The security expert Chris Evans has disclosed a zero-day exploit for Ubuntu and Fedora distributions. The flaw is a full drive-by download exploit that may impact also other Linux distributions.
The researcher successfully the full zero-day drive-by exploit against Fedora 25 + Google Chrome and Ubuntu 16.04 LTS, and relies on breaking out of Super Nintendo Entertainment System (SNES) emulation “via subtle cascading side effects from an emulation error.”
“full reliable 0day drive-by exploit against Fedora 25 + Google Chrome, by breaking out of Super Nintendo Entertainment System emulation via cascading side effects from a subtle and interesting emulation error.” explained Evans in a blog post.

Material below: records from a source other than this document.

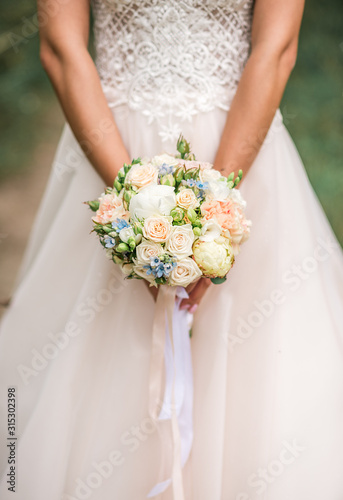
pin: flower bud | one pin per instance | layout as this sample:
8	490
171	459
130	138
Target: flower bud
93	205
138	229
121	176
168	180
191	173
237	181
192	215
117	185
197	223
179	173
131	242
122	247
178	214
127	196
182	146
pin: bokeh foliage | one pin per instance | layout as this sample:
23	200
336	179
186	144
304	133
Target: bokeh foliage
312	104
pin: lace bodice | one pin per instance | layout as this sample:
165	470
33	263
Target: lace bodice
171	59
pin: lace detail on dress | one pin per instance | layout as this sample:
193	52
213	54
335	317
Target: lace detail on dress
171	59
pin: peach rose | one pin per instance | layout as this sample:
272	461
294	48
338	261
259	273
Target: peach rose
231	219
157	228
187	199
142	175
110	208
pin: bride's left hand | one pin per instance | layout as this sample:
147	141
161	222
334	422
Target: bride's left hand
195	292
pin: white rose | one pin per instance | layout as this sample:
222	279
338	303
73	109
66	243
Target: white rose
214	258
157	228
126	233
187	199
164	158
180	241
184	273
142	272
236	196
141	176
210	231
127	268
147	249
152	201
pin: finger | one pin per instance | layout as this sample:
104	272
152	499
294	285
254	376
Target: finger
196	295
153	290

The problem lies within the Sony SPC700 emulated processor and exploits cascading subtle side effects of an emulation hole.
The Linux GStreamer media playback framework supports the playback of SNES music files by emulating the SNES CPU and audio processor due to an agreement with Game Music Emu.
The emulation process supported by the Sony SPC700 processor is affected by at least two flaws, a missing X register value clamp for the MOV (X)+, A instruction, and a missing SP register value clamp for the RET1 instruction.
Evans chained the two issues for his attack, he demonstrated that it possible to compromise the target system by tricking the user into visiting a malicious web page that contains audio files encoded in the SPC music format, but saved with the. flac and. mp3 extensions.
The files work as the vector for the malicious code that loaded and executed by the victims with the same privileges as those of the current user.
The full drive-by download exploit could allow the attacker to steal personal data, including photos, videos, or documents, as well as data stored in the browser.
Evans published the following video PoC videos working on Fedora 25 and Ubuntu 16.04 LTS alongside the files needed to test the exploit.
Evans provided further details on the impact of the hack on both Linux distribution he tested, he highlighted that the general lack of sandboxing contributes to the severity of the issue.